Research indicates that children are more sensitive to blue light, but they often spend as much, if not more, time on screens than adults. Sleep plays a pivotal role in cognitive development and academics, and screen time may be affecting your child’s sleep quality more than you realize.
Screen time as a predictor of sleep time
Research has proven that screen time is inversely related to sleep time- for adults and children alike. Studies have shown that:
- For every hour spent on a screen, sleep time was reduced by 16 minutes
- Mobile devices mobiles were more destructive for sleep quality compared to television
- TV was linked to less daytime sleep while mobile screen time was linked to less overall sleep
Researchers found that on average, every hour of tablet use reduced sleep duration by 26 minutes. Furthermore, watching more than 1 hour of TV in the evening decreased average sleep duration to under 11 hours (which is not normal for children).
Screen time as a predictor of sleep quality
Other studies revealed that screen time not only affects sleep quantity, but also quality. Children who frequently used screens were more likely to suffer from sleep anxiety, bedtime resistance, difficulty falling asleep, and ‘turning off’ their minds.
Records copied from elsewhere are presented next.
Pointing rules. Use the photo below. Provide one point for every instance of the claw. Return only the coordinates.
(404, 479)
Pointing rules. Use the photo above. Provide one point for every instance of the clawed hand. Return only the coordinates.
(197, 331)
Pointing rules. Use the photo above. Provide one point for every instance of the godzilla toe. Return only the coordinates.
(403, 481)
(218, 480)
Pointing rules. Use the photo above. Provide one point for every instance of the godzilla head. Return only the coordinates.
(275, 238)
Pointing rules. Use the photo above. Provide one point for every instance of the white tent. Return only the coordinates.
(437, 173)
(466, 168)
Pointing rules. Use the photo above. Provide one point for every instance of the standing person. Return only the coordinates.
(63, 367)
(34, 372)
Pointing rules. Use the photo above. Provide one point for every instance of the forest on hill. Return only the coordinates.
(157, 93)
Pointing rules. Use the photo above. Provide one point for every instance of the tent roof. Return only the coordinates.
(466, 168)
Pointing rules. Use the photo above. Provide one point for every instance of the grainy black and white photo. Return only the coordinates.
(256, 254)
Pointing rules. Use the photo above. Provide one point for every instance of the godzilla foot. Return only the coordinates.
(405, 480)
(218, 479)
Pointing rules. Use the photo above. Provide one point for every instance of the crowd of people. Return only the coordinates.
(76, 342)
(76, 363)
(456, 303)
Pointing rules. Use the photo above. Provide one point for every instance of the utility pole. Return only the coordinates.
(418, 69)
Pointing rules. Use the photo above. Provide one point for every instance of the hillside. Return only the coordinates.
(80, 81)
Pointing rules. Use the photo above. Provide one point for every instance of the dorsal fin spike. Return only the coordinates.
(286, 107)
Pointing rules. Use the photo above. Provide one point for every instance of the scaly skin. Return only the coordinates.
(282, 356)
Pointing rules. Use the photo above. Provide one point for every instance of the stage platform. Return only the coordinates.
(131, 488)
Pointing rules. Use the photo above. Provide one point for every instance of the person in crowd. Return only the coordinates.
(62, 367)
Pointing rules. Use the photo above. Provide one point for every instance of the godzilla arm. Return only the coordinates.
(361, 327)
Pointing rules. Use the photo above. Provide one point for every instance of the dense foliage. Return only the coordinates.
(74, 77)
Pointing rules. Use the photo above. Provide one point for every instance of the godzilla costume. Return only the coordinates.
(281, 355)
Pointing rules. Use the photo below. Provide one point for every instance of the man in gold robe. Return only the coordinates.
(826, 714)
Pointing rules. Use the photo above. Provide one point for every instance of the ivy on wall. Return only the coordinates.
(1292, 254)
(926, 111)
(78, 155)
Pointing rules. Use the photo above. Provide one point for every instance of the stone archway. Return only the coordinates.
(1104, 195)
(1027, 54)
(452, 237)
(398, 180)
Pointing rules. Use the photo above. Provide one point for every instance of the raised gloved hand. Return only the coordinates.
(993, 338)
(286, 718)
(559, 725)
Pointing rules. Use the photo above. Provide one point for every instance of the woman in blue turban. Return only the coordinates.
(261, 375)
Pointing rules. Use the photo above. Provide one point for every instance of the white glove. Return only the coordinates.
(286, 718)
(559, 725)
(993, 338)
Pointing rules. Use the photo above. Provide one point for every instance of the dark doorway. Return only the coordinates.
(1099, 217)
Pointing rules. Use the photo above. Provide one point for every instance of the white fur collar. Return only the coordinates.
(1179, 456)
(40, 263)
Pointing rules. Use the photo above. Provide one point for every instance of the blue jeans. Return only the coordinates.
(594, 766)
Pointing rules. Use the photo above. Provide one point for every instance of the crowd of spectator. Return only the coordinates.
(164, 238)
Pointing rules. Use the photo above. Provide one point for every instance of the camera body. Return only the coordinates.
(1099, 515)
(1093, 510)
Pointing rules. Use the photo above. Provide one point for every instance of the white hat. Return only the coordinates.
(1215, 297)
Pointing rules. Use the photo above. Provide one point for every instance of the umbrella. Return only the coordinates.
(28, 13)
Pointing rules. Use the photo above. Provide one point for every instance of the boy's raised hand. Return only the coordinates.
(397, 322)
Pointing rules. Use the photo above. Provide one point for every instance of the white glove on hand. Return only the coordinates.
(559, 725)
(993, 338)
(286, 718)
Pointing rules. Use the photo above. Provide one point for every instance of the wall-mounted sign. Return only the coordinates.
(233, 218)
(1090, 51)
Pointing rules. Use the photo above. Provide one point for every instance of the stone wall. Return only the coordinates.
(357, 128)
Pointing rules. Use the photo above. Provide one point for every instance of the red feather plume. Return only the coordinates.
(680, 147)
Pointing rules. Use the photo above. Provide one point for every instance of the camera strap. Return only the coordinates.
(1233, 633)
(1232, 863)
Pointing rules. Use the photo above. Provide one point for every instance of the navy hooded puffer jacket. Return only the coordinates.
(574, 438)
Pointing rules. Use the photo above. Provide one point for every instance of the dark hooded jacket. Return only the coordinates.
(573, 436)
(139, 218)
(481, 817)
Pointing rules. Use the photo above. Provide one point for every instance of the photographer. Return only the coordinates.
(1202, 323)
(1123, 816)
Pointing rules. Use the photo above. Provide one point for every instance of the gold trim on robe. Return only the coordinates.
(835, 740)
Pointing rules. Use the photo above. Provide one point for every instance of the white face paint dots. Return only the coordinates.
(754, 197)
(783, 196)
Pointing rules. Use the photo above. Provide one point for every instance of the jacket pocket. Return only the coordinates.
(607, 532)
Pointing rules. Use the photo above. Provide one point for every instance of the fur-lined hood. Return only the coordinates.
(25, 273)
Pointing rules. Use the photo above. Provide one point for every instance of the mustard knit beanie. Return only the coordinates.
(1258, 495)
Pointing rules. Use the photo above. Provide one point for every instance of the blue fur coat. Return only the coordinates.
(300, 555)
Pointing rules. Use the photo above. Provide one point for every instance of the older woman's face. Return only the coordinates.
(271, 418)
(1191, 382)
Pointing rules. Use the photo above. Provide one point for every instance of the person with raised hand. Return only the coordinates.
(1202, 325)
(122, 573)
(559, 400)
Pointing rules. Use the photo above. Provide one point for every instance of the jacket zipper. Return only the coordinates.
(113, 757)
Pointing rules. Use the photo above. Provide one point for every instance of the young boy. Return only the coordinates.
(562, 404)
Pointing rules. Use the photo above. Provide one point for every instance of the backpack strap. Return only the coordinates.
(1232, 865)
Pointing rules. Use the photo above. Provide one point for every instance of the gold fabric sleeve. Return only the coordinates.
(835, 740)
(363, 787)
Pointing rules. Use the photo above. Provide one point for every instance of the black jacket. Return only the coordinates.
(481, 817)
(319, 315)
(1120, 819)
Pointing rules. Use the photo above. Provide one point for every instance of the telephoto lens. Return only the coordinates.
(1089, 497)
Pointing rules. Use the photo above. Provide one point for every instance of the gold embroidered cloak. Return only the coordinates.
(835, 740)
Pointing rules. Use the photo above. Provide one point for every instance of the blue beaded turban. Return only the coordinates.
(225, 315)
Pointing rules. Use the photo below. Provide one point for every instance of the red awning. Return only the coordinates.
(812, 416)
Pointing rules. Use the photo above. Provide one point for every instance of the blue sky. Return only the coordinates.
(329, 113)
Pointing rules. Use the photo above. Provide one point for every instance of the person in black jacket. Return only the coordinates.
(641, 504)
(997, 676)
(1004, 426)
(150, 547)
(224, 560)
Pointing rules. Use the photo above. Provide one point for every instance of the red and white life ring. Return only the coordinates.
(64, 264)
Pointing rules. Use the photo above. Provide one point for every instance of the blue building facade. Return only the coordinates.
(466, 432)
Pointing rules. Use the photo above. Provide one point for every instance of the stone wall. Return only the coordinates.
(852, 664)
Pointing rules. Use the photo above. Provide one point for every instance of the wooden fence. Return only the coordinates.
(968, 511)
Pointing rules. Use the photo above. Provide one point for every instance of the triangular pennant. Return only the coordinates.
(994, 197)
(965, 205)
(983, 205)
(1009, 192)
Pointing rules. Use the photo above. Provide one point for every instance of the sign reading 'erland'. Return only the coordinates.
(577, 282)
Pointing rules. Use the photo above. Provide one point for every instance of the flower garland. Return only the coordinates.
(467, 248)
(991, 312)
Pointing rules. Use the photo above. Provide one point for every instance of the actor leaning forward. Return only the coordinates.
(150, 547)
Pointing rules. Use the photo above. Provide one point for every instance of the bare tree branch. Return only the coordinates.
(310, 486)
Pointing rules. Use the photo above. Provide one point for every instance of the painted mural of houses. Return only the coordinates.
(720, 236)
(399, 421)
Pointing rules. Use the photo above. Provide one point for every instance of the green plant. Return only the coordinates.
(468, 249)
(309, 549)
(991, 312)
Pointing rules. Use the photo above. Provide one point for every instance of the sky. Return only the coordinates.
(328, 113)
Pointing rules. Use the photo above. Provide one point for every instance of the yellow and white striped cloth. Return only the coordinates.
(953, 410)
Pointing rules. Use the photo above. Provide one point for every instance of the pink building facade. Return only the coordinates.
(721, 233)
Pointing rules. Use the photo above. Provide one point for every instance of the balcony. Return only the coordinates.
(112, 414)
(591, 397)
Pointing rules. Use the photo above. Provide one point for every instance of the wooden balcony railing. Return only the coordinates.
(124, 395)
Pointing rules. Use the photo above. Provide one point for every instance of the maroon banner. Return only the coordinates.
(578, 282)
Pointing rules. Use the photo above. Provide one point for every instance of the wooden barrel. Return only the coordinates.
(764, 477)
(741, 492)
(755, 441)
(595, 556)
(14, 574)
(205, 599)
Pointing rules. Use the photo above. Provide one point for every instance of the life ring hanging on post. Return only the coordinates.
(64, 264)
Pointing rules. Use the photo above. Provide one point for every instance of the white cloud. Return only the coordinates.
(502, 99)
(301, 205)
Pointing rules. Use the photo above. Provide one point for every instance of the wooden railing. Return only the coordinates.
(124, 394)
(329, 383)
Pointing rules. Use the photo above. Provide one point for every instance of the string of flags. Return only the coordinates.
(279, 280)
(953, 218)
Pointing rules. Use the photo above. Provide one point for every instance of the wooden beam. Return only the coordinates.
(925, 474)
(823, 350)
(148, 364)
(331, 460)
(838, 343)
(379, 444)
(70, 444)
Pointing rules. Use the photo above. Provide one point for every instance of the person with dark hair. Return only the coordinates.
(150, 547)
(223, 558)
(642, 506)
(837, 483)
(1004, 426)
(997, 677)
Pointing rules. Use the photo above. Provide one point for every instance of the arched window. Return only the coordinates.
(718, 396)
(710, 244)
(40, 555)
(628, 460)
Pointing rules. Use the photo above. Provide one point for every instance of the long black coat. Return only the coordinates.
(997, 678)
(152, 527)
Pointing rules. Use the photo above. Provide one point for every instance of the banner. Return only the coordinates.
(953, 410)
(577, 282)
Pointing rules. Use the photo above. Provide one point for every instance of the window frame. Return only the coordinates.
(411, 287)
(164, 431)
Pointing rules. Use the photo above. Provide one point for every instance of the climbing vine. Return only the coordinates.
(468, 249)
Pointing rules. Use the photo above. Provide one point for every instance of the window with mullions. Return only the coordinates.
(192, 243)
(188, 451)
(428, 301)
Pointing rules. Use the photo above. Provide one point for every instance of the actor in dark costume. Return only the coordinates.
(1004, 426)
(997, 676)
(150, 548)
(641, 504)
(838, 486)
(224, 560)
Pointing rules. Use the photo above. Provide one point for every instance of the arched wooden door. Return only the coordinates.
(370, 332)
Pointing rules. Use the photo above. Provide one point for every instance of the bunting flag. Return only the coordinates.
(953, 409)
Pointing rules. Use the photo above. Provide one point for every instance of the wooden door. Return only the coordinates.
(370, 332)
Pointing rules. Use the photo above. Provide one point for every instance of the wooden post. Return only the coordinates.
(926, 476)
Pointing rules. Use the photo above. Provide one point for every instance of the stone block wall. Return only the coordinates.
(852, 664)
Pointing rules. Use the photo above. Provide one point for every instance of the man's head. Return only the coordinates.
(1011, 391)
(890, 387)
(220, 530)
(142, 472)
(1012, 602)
Violent content can compound these issues by increasing nightmares and lowering sleep quality.
- More TV is associated with more disruptive sleep and more night wakings
- Less consolidated sleep is linked to lower sleep efficiency
- Children who were frequent screen users were also 4 times more likely to sleepwalk
Maintaining good sleep hygiene
Nighttime exposure to screens is particularly problematic for children because they’re still learning how to regulate emotions, so it is more difficult for them to settle down. Avoid screens one hour before bedtime and in the bedroom. Alternatively, don’t allow screen time after 7pm (around the time the sun sets); this helps to prevent exposure to artificial blue light that blocks melatonin production.